A PLAN which will see county councillors given £945,000 to spend on projects to improve their divisions is set to be launched next week.

As part of the county council’s budget, it agreed that all 63 of them would be given £15,000 over 2018/19 and again in 2019/20.

Next week the county council’s cabinet will be asked to sign off plans for the Councillor Priority Fund.

All money must be spent on projects or services that ‘meet a recognised community need’ and ‘pump prime’ a commitment, rather than one that has been ongoing.

The proposal, which is likely to be passed by the cabinet next Tuesday, say that any unspent funds at the end of this current financial year can be rolled on to give a bigger pot in 2019/20.

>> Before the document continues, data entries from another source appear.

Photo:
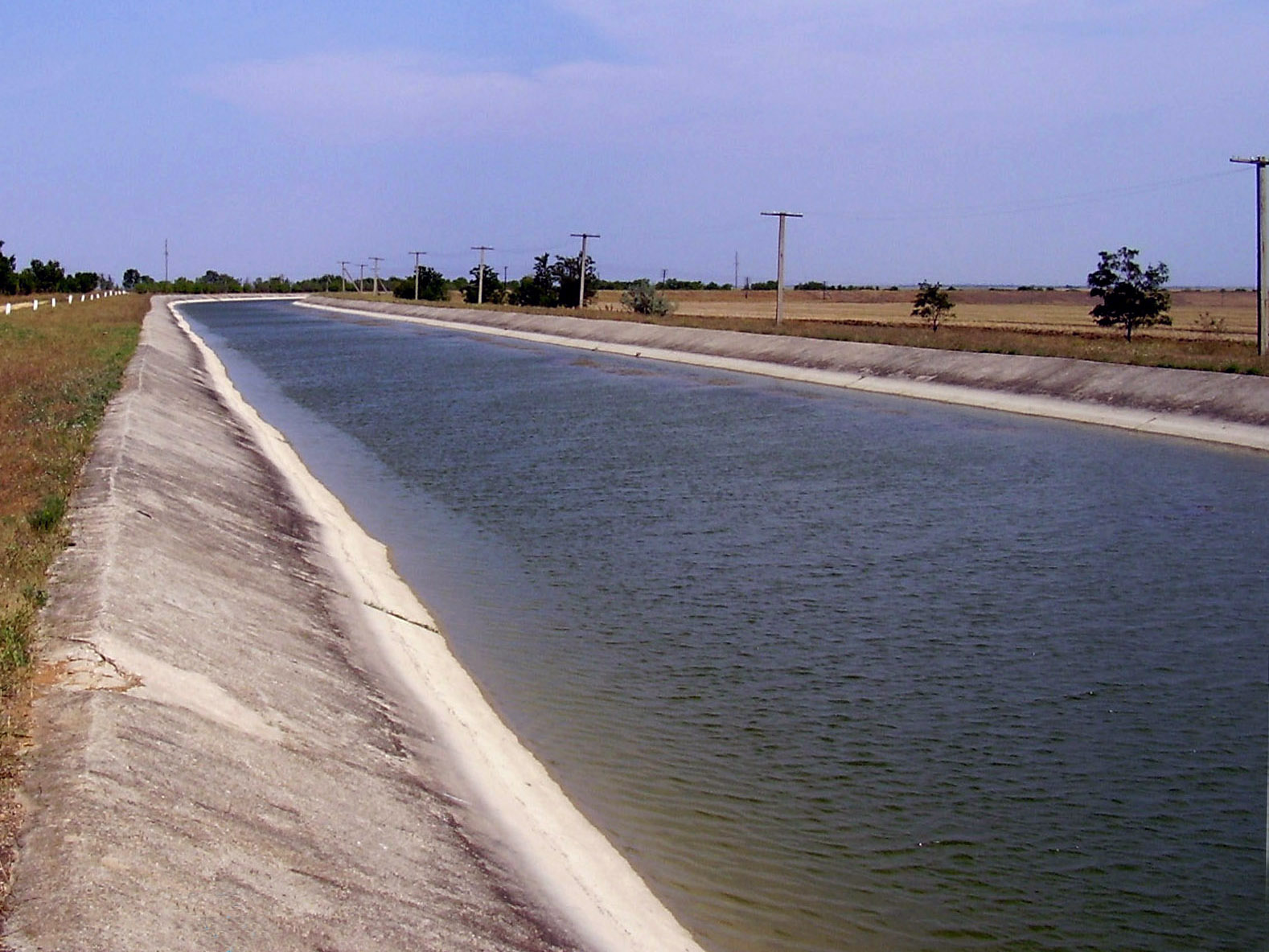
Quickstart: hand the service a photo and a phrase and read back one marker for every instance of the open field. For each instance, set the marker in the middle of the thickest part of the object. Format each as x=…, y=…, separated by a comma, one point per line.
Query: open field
x=1212, y=330
x=1203, y=314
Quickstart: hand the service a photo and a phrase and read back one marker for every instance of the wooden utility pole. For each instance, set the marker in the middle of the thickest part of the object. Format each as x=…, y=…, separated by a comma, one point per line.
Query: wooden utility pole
x=581, y=271
x=480, y=274
x=1262, y=250
x=779, y=265
x=417, y=272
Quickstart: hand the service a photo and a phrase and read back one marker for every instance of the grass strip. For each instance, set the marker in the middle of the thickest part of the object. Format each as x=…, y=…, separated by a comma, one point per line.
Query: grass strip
x=1146, y=349
x=59, y=370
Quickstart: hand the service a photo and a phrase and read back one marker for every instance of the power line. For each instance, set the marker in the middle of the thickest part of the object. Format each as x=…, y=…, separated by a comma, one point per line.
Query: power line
x=417, y=272
x=480, y=274
x=779, y=263
x=581, y=269
x=1040, y=204
x=1262, y=287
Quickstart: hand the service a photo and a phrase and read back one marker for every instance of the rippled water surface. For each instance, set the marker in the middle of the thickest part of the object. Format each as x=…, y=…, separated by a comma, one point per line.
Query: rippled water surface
x=836, y=671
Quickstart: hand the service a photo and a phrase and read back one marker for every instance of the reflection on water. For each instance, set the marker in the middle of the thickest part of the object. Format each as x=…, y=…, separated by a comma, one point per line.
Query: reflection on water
x=834, y=671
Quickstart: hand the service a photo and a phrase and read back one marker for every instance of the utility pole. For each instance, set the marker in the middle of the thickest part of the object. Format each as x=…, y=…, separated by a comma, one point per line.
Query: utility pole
x=779, y=265
x=480, y=274
x=1262, y=258
x=417, y=272
x=581, y=271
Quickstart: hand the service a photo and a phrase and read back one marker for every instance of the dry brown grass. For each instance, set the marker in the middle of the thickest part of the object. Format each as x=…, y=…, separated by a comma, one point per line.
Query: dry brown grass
x=59, y=368
x=1212, y=330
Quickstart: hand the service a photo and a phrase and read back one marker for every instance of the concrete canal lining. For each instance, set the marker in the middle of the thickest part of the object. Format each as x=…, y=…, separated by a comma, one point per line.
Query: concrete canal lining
x=1218, y=408
x=253, y=737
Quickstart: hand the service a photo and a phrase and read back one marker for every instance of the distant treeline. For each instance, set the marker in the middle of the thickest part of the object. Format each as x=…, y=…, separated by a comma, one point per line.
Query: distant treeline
x=46, y=277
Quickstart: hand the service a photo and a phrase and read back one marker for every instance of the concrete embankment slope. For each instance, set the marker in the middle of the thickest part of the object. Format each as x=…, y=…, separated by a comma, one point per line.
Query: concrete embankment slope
x=1218, y=408
x=224, y=756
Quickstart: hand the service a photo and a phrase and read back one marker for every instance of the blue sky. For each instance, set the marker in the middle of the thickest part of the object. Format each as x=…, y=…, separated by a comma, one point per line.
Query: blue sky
x=985, y=142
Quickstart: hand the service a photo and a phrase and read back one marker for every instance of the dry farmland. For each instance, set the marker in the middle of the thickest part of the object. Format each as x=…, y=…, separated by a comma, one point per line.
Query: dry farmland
x=1196, y=314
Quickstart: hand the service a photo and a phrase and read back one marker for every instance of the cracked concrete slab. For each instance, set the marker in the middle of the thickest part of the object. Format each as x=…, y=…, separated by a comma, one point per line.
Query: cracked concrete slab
x=220, y=761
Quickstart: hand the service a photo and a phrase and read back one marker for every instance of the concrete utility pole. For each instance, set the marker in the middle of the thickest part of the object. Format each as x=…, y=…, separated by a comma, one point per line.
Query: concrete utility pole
x=1262, y=256
x=581, y=271
x=417, y=272
x=779, y=265
x=480, y=274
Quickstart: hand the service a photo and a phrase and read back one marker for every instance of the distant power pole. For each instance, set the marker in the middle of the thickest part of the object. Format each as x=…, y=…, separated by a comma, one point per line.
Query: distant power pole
x=1262, y=252
x=480, y=274
x=779, y=263
x=581, y=271
x=417, y=272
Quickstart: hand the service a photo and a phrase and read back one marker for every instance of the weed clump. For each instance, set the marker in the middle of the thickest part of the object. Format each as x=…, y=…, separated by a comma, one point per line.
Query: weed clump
x=50, y=513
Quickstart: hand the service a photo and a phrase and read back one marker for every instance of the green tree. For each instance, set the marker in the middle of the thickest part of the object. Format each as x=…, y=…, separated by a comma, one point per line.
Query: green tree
x=537, y=289
x=80, y=282
x=8, y=273
x=1131, y=296
x=932, y=304
x=568, y=278
x=641, y=298
x=491, y=285
x=432, y=285
x=41, y=277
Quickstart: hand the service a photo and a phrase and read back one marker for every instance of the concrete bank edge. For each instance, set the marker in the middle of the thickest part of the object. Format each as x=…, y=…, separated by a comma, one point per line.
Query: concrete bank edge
x=1203, y=405
x=593, y=886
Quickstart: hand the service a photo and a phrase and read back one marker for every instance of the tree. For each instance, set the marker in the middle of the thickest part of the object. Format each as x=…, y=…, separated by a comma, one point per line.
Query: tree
x=932, y=304
x=491, y=287
x=80, y=282
x=8, y=276
x=568, y=278
x=1130, y=296
x=537, y=289
x=432, y=285
x=41, y=277
x=641, y=298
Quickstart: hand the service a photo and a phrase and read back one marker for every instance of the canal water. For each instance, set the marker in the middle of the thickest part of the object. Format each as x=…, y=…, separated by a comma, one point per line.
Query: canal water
x=834, y=671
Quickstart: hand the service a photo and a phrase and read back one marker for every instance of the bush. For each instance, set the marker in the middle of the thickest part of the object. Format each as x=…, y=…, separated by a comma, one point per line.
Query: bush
x=641, y=298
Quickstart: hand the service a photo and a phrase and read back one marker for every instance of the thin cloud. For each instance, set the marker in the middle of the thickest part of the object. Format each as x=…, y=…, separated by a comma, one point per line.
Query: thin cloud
x=390, y=94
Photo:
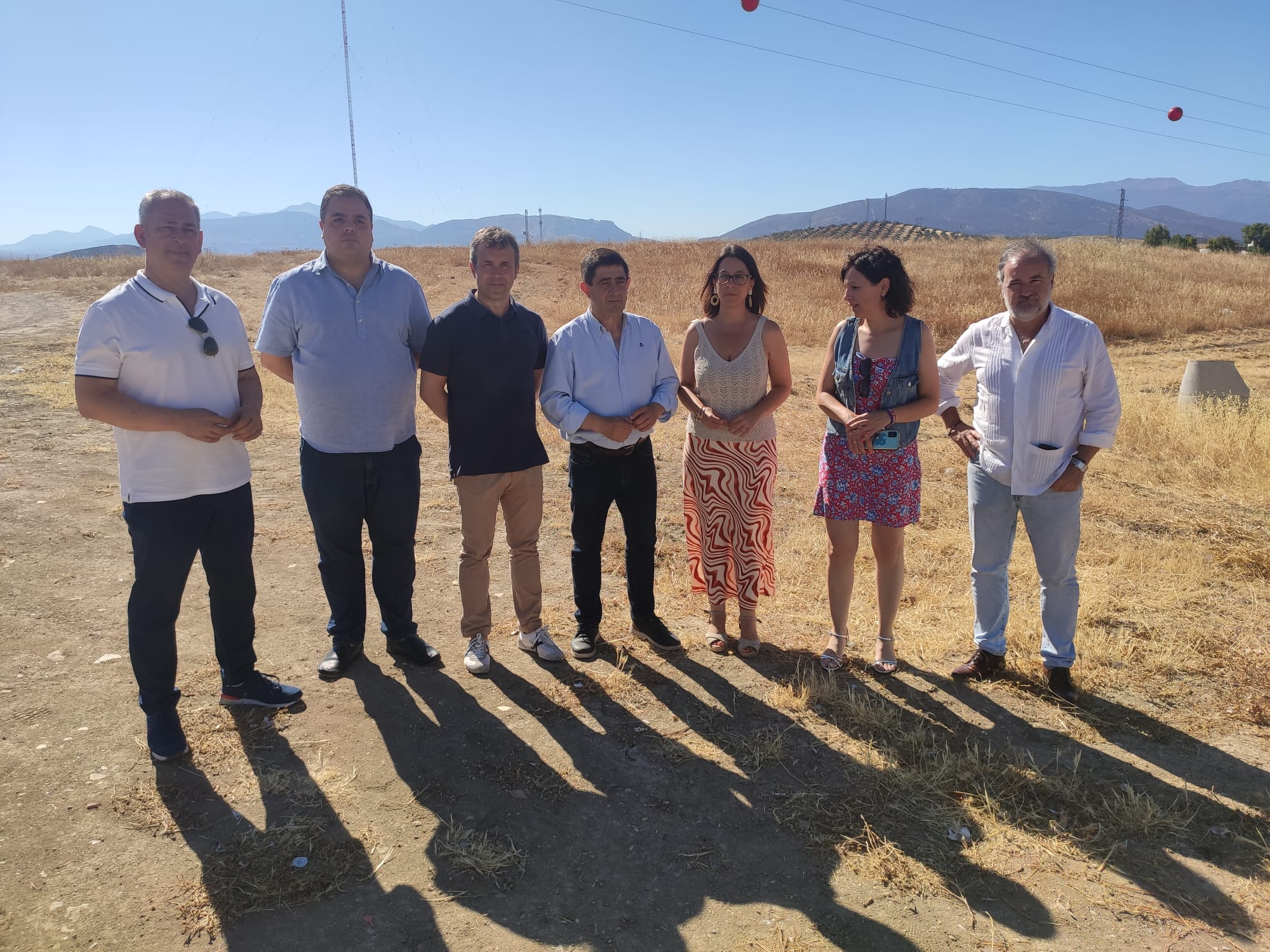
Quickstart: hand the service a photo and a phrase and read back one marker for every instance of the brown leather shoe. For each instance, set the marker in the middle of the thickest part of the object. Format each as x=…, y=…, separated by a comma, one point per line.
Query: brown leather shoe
x=1060, y=682
x=982, y=664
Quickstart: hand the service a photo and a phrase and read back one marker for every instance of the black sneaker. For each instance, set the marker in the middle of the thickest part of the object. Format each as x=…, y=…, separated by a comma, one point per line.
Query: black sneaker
x=585, y=643
x=261, y=691
x=1060, y=684
x=656, y=633
x=164, y=737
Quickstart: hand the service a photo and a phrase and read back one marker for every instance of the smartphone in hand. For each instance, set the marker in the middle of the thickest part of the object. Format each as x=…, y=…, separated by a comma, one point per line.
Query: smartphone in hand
x=887, y=440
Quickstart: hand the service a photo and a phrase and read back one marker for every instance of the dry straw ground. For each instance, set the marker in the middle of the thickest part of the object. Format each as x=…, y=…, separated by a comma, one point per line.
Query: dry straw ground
x=1034, y=823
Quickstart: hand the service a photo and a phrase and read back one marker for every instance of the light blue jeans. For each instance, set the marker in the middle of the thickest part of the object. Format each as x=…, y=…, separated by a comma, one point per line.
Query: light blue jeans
x=1053, y=525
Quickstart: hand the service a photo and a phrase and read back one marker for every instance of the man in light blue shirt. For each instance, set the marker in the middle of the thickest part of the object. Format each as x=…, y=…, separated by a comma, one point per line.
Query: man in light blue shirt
x=609, y=380
x=347, y=329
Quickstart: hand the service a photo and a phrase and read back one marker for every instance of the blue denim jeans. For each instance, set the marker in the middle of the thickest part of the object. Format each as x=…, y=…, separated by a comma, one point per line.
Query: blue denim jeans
x=342, y=492
x=1053, y=525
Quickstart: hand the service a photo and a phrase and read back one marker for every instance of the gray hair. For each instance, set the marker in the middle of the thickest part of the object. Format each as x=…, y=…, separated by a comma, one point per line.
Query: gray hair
x=344, y=191
x=162, y=195
x=495, y=237
x=1022, y=251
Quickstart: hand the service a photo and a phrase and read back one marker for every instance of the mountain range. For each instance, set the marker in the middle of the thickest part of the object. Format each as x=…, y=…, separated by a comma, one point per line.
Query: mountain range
x=1055, y=211
x=1005, y=211
x=297, y=228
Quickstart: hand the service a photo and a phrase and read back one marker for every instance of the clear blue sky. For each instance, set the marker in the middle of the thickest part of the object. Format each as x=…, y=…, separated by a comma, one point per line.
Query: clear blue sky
x=467, y=109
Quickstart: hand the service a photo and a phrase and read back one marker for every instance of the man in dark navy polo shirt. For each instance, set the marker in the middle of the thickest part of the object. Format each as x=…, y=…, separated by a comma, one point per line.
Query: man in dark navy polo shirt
x=482, y=369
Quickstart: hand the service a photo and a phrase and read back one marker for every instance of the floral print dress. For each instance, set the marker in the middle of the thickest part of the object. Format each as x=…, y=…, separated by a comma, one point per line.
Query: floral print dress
x=883, y=487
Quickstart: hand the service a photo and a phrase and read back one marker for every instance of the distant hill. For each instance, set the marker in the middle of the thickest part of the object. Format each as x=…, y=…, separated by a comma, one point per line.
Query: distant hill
x=297, y=228
x=995, y=211
x=1244, y=201
x=104, y=252
x=873, y=232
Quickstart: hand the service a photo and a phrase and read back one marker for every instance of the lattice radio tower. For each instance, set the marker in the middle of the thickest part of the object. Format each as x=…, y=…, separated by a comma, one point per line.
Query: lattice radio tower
x=349, y=86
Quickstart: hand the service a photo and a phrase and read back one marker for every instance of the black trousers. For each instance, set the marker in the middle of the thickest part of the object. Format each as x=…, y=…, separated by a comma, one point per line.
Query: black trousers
x=596, y=482
x=166, y=538
x=344, y=491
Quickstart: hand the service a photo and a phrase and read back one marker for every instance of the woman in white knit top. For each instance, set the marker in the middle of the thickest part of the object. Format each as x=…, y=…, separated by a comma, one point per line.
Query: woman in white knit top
x=733, y=374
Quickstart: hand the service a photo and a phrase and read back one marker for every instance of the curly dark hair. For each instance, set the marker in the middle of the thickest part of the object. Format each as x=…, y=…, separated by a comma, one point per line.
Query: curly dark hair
x=758, y=291
x=877, y=263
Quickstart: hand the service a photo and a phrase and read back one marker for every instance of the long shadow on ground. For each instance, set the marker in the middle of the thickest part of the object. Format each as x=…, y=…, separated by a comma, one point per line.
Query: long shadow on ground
x=1145, y=856
x=622, y=866
x=399, y=920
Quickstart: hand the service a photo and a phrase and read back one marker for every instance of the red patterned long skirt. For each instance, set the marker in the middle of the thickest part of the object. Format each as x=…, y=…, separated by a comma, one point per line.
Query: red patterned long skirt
x=728, y=519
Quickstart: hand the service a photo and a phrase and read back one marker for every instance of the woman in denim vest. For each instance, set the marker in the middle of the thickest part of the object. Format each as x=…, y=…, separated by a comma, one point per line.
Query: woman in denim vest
x=879, y=380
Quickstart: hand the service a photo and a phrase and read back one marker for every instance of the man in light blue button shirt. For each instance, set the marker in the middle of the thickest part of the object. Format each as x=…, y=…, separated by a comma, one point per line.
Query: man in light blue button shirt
x=609, y=380
x=347, y=329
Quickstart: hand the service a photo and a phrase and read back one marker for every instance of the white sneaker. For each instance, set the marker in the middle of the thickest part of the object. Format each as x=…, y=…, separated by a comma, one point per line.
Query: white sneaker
x=540, y=642
x=477, y=657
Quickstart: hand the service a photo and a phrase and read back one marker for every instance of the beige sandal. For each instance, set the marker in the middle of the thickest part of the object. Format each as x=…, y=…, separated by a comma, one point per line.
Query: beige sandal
x=718, y=642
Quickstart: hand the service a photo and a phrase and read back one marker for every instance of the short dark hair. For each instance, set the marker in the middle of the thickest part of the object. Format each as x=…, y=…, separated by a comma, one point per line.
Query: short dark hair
x=340, y=192
x=759, y=293
x=162, y=195
x=877, y=263
x=601, y=258
x=495, y=237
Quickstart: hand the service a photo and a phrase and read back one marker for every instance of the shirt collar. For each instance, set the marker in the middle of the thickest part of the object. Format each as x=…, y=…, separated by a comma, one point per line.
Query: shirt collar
x=159, y=294
x=323, y=265
x=476, y=303
x=596, y=323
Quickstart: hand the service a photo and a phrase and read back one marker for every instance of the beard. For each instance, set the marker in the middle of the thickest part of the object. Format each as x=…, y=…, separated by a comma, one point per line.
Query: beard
x=1026, y=314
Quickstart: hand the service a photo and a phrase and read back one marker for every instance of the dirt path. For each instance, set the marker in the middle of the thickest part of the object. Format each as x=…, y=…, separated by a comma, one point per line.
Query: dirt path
x=633, y=803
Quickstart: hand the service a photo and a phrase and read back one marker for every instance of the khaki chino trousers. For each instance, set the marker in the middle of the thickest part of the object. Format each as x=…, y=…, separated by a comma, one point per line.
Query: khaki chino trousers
x=479, y=499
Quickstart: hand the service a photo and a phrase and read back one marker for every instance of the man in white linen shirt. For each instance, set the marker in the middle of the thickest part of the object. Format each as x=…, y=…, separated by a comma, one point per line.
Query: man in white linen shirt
x=1047, y=402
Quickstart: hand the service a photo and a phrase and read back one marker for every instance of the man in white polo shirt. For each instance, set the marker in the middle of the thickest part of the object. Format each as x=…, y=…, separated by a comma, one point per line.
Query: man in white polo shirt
x=166, y=361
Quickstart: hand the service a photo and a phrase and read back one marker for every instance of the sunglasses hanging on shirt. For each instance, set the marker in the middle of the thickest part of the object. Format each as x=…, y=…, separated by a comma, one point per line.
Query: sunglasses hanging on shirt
x=200, y=327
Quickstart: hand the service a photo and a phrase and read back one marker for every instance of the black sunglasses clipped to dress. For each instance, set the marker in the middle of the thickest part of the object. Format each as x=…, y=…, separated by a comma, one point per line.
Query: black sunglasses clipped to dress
x=864, y=380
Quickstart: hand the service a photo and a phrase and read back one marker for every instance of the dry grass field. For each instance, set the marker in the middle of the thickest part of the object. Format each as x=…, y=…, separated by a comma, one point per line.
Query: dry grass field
x=646, y=803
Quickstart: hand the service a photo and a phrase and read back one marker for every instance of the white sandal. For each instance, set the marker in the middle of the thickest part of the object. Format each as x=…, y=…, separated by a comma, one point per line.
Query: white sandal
x=831, y=661
x=879, y=664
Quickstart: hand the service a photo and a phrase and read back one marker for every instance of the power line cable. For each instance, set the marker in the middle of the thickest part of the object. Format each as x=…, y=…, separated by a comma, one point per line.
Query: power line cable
x=1001, y=69
x=286, y=114
x=237, y=74
x=407, y=143
x=909, y=82
x=1057, y=56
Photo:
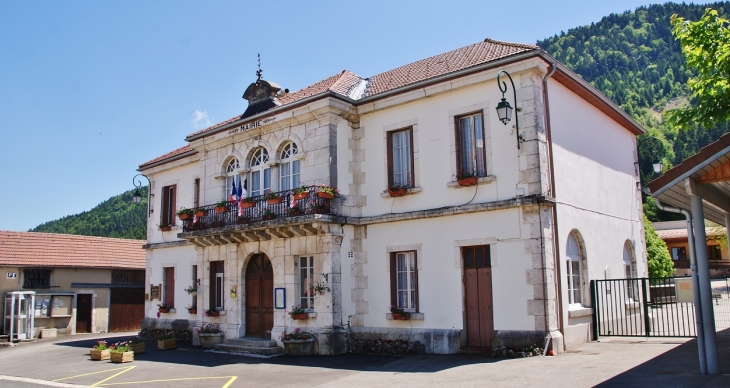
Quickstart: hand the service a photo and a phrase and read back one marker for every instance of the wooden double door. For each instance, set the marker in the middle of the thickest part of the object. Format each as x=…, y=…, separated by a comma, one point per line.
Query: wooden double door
x=478, y=296
x=259, y=297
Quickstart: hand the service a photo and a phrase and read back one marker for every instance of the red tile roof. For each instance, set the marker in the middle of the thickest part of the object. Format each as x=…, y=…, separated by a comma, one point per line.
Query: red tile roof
x=438, y=65
x=445, y=63
x=169, y=155
x=31, y=249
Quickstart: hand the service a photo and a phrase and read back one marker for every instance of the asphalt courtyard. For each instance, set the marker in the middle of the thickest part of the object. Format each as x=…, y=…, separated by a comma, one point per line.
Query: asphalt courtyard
x=611, y=362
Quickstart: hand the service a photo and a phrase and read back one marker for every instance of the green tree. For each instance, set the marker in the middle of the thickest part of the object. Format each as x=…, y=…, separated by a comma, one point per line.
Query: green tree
x=658, y=259
x=706, y=47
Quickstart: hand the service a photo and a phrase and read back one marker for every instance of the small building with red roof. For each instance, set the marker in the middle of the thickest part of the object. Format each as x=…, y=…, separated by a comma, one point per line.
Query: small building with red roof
x=82, y=284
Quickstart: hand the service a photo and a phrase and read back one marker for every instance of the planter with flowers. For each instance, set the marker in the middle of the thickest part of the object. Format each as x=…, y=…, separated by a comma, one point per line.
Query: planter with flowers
x=273, y=199
x=210, y=335
x=399, y=314
x=247, y=203
x=163, y=308
x=185, y=214
x=166, y=341
x=298, y=343
x=466, y=179
x=268, y=215
x=397, y=190
x=298, y=313
x=136, y=344
x=300, y=193
x=327, y=192
x=221, y=207
x=121, y=352
x=100, y=351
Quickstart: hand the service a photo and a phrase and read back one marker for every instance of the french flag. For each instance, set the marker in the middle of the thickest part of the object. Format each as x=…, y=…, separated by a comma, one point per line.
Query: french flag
x=232, y=197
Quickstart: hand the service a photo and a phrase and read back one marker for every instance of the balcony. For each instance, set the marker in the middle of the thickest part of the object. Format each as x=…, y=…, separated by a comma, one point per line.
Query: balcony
x=274, y=215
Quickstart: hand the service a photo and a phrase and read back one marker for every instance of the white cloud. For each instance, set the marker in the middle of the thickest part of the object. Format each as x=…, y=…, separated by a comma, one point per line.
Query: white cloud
x=201, y=119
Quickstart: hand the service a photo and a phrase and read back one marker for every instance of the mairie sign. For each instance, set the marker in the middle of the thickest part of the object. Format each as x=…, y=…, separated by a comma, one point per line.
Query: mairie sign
x=251, y=125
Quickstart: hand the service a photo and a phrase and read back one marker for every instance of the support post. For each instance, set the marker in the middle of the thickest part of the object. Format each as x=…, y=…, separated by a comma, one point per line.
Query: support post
x=705, y=288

As part of that, it could mean a councillor could choose to spend a total of £30,000 on a project as late as the end of January 2020.

In council papers, officers warn that councillors ‘will need to be mindful of equalities in determining how the funding should be allocated’.

Before the plan was formally agreed in the council’s budget in February, leader Ian Hudspeth said: “It would be each councillors’ decision how their £15,000 would be spent. They know best what the priority is on their own patch.

“I am sure many will view highway maintenance and repair as important, but others might choose to put funding into community buses, libraries or children’s centres.”

Officers say that the council has built on its £250,000 Communities Fund, which was agreed in February 2017. The point of that was to match fund schemes and projects to supplement services after cuts to funding the council receives.

All the projects ‘must address recognised needs of local communities in Oxfordshire’ – but can only be funded if they have ‘clearly defined costs and timescales’.

Projects must benefit communities and ‘be inclusive and provide good value for money’.

No money would be provided directly to any individuals or sole traders, profit making organisations, any organisation not based in the UK and others that give funds to other charities, individuals or organisations.

They must also not duplicate a service that already exists, things a statutory body is responsible for, activities with a religious or political purpose and holidays, trips or any travel overseas.

Organisations can bid for money from their councillors throughout the year on a rolling basis until January 31, 2020.

The council said it will notify any successful bidders by email, while unsuccessful applicants will get feedback on their proposal.

‘Where possible,’ the council said, it will help the organisations get money from an alternative source.

Any money given by councillors over £5,000 will require a funding agreement is in place before any money can be handed over.